This is a static archive of our old Q&A Site. Please post any new questions and answers at ask.wireshark.org.

Dumpcap access violation with remote capture

0

Hello everyone,

I've implemented a remote capture server based on the Remote Packet Capture Protocol v.0 (actually based on the communication supported by the RPCAP daemon from WinPcap) with some virtual interfaces which are specifically managed on the server.

The server can communicate with Wireshark and deliver a list of interfaces and start a capture with devices present in the list (no devices are currently delivering data, so the capture is empty). In fact, the capture with multiple interfaces can sometimes be successfully started. However, sometimes the dumpcap process activated by the capture delivers an "Access violation" message.

I'm currently using Wireshark 1.8.3, which is, as far as I know, from late 2011. I've also checked for the error message online and saw a notice related to an access violation in dumpcap from 2012. Do you know if there is a place in dumpcap where the access violation is likely to happen? One important fact is that the implemented server delivers devices with no addresses, as they are irrelevant inside the server. Is it possible that dumpcap accesses a null address structure in the device list and gets the access violation from there?

Thanks!

EDIT: The error seems to go away if I disable the option "Do not capture own RPCAP traffic" in "Edit Interface Settings"→"Remote Settings".

asked 23 Oct '13, 04:19

Matheus%20Priebe%20Bertram's gravatar image

Matheus Prie...
6335
accept rate: 100%

edited 23 Oct '13, 06:23

I've implemented a remote capture server based on the Remote Packet Capture Protocol v.0

what do you mean by 'implemented'? Did you write your own rpcap daemon or did you use an existing tool? If the later, please tell us:

  • your OS and version of the client (where dumpcap is running)
  • your OS and version of the server (where the rpcap daemon is running)
(28 Oct '13, 09:30) Kurt Knochner ♦

I wrote my own rpcap daemon based on the "standard" rpcap daemon from WinPcap in order to get the communication protocol right.

Client: Windows XP SP3. Server: openSUSE Linux 11.2.

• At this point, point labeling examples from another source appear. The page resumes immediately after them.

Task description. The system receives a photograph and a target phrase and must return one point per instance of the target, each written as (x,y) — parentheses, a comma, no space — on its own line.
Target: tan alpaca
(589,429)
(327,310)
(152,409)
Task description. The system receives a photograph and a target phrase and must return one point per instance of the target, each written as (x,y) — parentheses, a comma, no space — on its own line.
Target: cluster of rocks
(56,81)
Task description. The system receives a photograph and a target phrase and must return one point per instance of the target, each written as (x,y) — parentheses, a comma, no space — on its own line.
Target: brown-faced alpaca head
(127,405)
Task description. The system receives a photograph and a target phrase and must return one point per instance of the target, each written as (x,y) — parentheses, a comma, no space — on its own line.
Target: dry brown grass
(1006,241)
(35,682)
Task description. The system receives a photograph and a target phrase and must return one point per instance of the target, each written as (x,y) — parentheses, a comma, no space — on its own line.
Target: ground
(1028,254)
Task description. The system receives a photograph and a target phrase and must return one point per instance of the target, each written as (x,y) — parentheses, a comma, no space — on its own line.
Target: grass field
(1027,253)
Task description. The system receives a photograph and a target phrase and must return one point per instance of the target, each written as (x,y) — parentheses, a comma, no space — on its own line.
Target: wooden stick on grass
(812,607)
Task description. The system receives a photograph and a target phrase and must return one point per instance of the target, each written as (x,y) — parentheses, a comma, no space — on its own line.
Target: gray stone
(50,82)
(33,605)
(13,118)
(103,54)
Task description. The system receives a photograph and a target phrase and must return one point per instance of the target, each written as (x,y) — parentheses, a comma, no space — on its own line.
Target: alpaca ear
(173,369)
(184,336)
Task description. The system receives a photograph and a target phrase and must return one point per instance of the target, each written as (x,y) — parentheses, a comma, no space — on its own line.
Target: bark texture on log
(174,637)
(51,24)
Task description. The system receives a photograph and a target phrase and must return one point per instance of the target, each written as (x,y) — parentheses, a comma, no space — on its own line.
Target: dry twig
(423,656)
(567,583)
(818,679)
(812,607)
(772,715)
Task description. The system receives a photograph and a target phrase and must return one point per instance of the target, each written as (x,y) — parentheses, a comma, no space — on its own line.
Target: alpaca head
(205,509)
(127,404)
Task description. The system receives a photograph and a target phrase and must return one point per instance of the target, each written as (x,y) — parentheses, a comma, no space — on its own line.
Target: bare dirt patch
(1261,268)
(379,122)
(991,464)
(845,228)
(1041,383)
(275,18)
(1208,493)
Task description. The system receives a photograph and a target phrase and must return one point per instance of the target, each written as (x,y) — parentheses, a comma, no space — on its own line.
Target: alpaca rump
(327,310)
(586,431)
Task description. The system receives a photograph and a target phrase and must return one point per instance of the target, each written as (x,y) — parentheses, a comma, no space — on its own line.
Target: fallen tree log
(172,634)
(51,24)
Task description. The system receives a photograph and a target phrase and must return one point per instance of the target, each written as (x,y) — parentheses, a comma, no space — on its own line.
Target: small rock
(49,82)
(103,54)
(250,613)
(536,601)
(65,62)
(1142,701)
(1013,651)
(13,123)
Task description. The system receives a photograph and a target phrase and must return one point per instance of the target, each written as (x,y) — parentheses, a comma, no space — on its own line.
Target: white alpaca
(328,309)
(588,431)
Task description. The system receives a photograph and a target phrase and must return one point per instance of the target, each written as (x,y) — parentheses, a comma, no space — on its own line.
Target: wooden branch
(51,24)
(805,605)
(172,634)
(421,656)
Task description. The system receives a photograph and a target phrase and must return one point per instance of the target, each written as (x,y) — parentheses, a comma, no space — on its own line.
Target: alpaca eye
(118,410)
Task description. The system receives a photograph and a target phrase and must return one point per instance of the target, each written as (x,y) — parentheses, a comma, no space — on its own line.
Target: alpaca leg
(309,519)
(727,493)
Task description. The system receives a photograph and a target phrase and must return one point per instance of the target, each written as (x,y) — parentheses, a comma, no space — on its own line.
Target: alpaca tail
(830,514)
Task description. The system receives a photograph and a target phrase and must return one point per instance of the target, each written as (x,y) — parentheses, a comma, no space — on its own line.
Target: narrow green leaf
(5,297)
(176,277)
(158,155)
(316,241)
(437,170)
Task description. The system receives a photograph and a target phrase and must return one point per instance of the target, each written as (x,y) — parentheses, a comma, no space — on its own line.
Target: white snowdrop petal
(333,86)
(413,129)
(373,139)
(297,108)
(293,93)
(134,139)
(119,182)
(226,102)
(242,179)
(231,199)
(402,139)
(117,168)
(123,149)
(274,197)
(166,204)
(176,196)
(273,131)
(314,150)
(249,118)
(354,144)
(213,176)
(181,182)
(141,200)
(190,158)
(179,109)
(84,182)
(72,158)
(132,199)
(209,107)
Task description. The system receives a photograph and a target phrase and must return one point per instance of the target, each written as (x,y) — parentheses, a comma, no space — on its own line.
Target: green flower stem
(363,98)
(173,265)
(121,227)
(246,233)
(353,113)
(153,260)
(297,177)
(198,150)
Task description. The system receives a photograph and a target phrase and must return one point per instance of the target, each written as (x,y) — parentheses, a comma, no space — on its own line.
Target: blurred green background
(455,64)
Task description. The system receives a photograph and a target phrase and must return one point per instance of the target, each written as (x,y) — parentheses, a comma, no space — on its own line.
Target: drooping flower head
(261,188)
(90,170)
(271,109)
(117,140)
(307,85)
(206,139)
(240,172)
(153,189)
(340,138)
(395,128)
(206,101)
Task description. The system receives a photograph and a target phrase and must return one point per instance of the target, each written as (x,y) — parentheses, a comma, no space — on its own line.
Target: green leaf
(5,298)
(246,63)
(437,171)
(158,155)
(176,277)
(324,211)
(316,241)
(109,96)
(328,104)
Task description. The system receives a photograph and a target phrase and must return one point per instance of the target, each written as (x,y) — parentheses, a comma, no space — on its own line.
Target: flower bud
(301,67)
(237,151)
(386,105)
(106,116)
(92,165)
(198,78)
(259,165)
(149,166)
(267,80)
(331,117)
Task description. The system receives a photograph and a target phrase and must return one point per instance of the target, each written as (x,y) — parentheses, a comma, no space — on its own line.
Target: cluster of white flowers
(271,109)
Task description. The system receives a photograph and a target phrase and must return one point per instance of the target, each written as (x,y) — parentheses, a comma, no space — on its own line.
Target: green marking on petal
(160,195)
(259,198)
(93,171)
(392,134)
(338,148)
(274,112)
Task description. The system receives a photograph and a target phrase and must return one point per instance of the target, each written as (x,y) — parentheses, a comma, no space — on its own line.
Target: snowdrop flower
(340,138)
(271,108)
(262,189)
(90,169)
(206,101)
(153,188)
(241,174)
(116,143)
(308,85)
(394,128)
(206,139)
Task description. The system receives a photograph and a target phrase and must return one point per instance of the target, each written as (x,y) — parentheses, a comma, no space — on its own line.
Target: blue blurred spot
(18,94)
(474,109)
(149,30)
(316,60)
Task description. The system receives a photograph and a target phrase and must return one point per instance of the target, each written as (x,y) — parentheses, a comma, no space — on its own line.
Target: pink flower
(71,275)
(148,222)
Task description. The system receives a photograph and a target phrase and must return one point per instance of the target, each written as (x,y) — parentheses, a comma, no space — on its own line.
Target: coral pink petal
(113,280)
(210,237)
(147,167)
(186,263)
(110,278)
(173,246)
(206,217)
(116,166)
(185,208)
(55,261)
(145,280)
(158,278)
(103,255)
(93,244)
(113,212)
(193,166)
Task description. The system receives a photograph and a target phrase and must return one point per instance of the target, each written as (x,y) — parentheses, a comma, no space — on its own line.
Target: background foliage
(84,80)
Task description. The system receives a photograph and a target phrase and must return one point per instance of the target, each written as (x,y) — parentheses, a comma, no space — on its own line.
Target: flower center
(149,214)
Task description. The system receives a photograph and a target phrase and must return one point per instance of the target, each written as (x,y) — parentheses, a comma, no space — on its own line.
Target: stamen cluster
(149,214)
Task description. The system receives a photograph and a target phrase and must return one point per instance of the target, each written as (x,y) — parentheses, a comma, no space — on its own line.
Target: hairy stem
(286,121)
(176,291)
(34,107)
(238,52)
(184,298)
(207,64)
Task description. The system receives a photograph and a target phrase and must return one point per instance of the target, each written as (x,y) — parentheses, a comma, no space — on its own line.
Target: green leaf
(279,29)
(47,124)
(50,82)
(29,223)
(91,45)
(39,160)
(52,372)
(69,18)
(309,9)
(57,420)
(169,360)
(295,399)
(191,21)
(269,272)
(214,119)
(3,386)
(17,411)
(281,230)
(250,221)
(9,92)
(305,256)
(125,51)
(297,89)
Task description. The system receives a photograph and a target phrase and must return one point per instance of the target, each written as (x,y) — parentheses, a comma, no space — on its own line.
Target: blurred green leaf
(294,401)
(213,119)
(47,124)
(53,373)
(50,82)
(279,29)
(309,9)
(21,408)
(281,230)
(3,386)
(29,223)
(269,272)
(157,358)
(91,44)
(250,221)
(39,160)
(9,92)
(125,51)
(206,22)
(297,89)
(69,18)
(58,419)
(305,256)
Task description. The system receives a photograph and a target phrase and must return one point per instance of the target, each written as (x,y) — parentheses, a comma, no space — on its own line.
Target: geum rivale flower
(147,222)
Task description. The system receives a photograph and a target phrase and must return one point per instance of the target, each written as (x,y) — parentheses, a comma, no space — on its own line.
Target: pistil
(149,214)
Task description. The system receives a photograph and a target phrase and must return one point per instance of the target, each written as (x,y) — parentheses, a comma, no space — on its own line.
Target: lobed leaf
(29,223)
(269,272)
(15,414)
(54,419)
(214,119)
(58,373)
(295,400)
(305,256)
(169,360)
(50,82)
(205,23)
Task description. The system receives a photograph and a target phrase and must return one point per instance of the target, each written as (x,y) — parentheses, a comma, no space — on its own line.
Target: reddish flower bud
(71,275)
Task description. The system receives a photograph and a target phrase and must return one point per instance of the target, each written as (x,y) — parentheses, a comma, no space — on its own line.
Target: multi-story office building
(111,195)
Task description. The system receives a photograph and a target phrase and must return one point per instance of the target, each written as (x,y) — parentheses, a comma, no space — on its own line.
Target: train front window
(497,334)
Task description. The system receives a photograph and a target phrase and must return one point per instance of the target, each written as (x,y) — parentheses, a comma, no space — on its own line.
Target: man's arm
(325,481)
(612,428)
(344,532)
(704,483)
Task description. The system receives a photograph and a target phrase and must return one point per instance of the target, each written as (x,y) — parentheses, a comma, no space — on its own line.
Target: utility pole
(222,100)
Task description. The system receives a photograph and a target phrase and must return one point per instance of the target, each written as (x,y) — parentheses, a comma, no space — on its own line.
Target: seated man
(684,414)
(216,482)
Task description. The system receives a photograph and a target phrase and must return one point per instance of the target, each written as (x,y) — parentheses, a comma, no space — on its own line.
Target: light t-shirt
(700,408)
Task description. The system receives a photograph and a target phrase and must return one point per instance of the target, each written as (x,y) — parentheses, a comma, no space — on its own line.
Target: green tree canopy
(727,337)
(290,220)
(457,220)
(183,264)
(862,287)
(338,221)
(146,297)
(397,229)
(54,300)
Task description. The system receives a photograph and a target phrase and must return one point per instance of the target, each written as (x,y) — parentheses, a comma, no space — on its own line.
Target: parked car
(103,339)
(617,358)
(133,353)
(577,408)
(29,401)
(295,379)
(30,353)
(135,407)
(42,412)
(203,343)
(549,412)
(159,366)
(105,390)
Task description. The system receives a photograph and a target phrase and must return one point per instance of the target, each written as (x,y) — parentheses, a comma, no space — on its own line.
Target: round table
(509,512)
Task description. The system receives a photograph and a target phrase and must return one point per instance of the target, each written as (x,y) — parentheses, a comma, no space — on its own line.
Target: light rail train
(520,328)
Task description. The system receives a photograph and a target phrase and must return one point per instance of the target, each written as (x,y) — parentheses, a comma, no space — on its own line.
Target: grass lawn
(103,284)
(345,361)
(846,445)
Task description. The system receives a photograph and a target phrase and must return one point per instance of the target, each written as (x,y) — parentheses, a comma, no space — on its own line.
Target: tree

I've debugged dumpcap and the problem seems to be around a call to pcap_dispatch. The access violation happens after the server has sent a start capture reply. As previously said, the failure does not happen if the option "Do not capture own RPCAP traffic" is turned off.

Thanks for the response.

(30 Oct '13, 03:17) Matheus Prie...

2 Answers:

0

The problem is solved now. After installing WinPcap 4.1.2 replacing WinPcap 4.0.2 (these modifications take place on the client, the server has used WinPcap 4.1.3 from the beginning) the client dumpcap does not crash anymore (at least statistically :-)). I'm not quite sure, however, about what exactly is the essential difference between both versions. That would require a thorough examination of both source codes.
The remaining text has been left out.